A total of 148 CHC patients gave serum samples for testing 25-hydroxyvitamin D (25 (OH)D) level by immunochemiluminometric assay (<20 ng/mL defined as deficient) and donated blood samples to allelic discrimination analysis using TaqMan assays. Analyzed single nucleotide polymorphisms (SNPs) were: VDR-rs7975232 (ApaI) C>A, rs731236 A>G (TaqI), rs1544410 C>T (BsmI), rs10735810 T>C (FokI) and carrier globulin/binding protein (GC)-rs4588 and rs7041 and the haplotype bAt [CCA]. Hepatic fibrosis was assessed using Fib-4 and Forns index.
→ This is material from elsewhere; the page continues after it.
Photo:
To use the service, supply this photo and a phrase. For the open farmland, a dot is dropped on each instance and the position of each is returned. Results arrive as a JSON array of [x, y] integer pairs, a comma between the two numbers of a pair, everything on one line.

Eighty-two (54.40%) patients demonstrated deficiency of vitamin D and this was associated to AST (P = .019 [CI: 1.003–1.034]), total cholesterol (P = .038 [CI: 1.004–1.164]), fibrosis grade (P < .001 [CI: 0.000–0.844]), and FokI (P = .028) allele T presence. Association was found between VDR polymorphism and fibrosis (BsmI andTaqI), triglycerides (TaqI), and HDL (FokI). DBP polymorphism was associated to HCV genotype (GC rs7041), previous HCV treatment, and GGT (GC rs4588).

In conclusion, low frequency of vitamin D deficiency was found, but VDR polymorphisms were frequently associated to fibrosis grade suggesting that they could be used as disease evaluation markers to understand the mechanisms underlying the virus–host interaction.